THE CAROUSEL by Jennifer Tremblay, translated by Shelley Tepperman, directed by Megan Follows, with Allegra Fulton. Presented by Nightwood at Berkeley Street Theatre (26 Berkeley). Previews Tuesday-Wednesday (March 11-12), opens Thursday (March 13) and runs to March 30, Tuesday-Saturday 8 pm, matinees Saturday and Sunday 2 pm. $25-$45, previews $25-$39. 416-368-3110. See listing.


The List Lady is back.

The unnamed character in Jennifer Tremblay’s The List, who kept ordered catalogues in her mind to maintain stability in her life, returns in Tremblay’s follow-up play, The Carousel. Here, though, the woman can’t control what’s happening: her mother is dying, and, driving to her bedside, the daughter revisits some painful memories.

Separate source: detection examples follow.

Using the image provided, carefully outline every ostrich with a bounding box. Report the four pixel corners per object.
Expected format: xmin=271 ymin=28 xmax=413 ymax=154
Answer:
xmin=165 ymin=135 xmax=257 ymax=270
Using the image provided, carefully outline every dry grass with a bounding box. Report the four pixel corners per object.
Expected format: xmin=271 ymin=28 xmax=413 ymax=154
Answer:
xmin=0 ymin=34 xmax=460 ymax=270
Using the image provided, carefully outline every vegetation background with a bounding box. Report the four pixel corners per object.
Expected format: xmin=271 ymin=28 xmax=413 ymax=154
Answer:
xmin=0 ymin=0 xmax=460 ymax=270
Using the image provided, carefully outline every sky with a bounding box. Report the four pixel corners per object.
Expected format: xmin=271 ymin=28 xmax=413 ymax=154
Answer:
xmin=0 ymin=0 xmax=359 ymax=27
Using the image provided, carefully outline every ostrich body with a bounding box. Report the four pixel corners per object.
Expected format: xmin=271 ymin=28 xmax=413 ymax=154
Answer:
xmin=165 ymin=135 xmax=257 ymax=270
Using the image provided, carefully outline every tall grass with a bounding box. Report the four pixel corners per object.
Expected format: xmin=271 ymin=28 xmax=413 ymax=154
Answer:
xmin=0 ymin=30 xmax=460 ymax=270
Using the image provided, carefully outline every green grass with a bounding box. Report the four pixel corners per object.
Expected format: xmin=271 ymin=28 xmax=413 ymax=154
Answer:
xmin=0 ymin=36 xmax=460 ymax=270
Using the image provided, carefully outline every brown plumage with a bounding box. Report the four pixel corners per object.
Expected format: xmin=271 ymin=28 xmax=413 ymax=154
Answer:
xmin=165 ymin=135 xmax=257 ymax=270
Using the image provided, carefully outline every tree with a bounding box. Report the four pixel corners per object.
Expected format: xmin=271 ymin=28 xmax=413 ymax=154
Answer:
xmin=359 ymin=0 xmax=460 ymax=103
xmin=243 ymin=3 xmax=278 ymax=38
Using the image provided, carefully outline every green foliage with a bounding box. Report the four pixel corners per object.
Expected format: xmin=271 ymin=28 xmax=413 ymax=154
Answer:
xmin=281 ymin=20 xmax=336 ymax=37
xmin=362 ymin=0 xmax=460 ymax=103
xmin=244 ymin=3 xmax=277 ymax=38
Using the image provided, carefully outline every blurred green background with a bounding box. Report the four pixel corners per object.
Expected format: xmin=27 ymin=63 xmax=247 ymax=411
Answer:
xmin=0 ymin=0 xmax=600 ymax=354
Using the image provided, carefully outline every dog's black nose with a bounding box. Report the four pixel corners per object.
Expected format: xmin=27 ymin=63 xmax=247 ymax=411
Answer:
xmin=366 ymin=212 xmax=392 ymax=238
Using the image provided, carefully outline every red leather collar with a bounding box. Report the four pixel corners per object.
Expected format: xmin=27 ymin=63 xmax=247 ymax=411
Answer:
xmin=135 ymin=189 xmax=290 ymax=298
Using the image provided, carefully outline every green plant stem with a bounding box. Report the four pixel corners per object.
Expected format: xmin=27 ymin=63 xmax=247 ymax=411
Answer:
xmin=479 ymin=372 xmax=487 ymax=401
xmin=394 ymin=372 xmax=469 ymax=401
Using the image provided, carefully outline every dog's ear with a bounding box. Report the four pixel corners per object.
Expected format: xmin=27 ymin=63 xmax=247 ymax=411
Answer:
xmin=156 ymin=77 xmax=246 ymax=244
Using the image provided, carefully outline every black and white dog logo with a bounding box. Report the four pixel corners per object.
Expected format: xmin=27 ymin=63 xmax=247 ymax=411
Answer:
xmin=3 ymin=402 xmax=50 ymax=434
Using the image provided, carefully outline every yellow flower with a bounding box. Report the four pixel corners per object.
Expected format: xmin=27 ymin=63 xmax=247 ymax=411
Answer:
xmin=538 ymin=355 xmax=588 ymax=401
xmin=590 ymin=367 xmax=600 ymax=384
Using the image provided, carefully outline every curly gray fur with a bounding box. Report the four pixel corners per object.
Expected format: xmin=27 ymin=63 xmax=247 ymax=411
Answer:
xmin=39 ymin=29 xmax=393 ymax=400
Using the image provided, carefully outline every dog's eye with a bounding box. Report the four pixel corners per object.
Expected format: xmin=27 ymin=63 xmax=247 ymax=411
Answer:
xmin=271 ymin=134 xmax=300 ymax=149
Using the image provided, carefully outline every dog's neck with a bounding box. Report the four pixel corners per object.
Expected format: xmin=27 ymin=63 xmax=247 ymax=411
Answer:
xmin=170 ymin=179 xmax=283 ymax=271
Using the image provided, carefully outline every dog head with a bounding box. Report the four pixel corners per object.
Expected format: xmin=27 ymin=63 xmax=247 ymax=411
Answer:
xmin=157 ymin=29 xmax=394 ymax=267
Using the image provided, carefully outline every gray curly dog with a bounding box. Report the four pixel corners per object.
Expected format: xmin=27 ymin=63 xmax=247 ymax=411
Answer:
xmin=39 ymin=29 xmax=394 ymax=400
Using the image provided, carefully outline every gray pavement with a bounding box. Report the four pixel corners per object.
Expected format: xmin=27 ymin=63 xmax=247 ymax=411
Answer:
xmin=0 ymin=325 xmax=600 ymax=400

Nightwood presented The List in 2010 with the powerful Allegra Fulton, who’s back to portray this troubled character later in her life.

Though the narratives of the two plays don’t intersect and viewers needn’t have seen The List in order to appreciate The Carousel’s theatricality, it was useful for Fulton to have performed The List.

“That history means I know the kind of challenge Tremblay’s writing offers to an actor,” says the performer during a rehearsal break. “The language functions in a particular way, which requires an excavation to find the simplicity of the performing style, striking a balance between letting the poetry live and finding the reasons to speak in so many different voices.”

That’s one major difference between The List and The Carousel. In the former, the speaker was almost invariably the woman in the latter, Fulton has to create a dozen or so characters.

“They come and go, sometimes flickering through quickly, speaking only three words, and at other times taking over and suddenly driving a scene. In some instances I have to be them and in others the woman comments on them. The challenge is what perspective to use in each scene, and the only way I can describe it is kaleidoscopic.

“It’s like an Alice In Wonderland world where I have to dive into the thoughts and memories of these people, just leap in and find different ways of presenting them.”

Fulton, points out that all the action of The Carousel could flash through the character’s mind in a quick-flowing minute.

“That swirl of memories, discussions and events gives the play its title. Since the nature of memory is mercurial and ethereal, her thoughts go round and round, like on a carousel, as she tries to work out her problems. Until she does, she can’t release her mother.”

In order to reach that point of letting go, the woman conjures up her grandparents, her mother at a younger age and also her own sons, who have a hold on her as strong as that of her ancestors.

Fulton, who’s done everything from difficult post-modern German plays and the one-woman show Frida K. to Shakespeare, Tremblay, Tennessee Williams and Wajdi Mouawad, admits she faces new challenges in The Carousel.

“Happily, I’ve been well partnered in the rehearsal hall with director Megan Follows and the designers (Denyse Karn, Kim Purtell and Thomas Ryder Payne), who become my dance partners once I start performing. I’ve learned certain skills needed for a solo show and know the pitfalls and how to build a performance when you’re the only one onstage. That’s the only way to be able to jump in and fly around with freedom in the play’s world.

“I love the tennis game of performing with others onstage, but it’s good to go back to solo performance, which forces me to meet and deal with a lot of dragons and demons while I’m onstage.”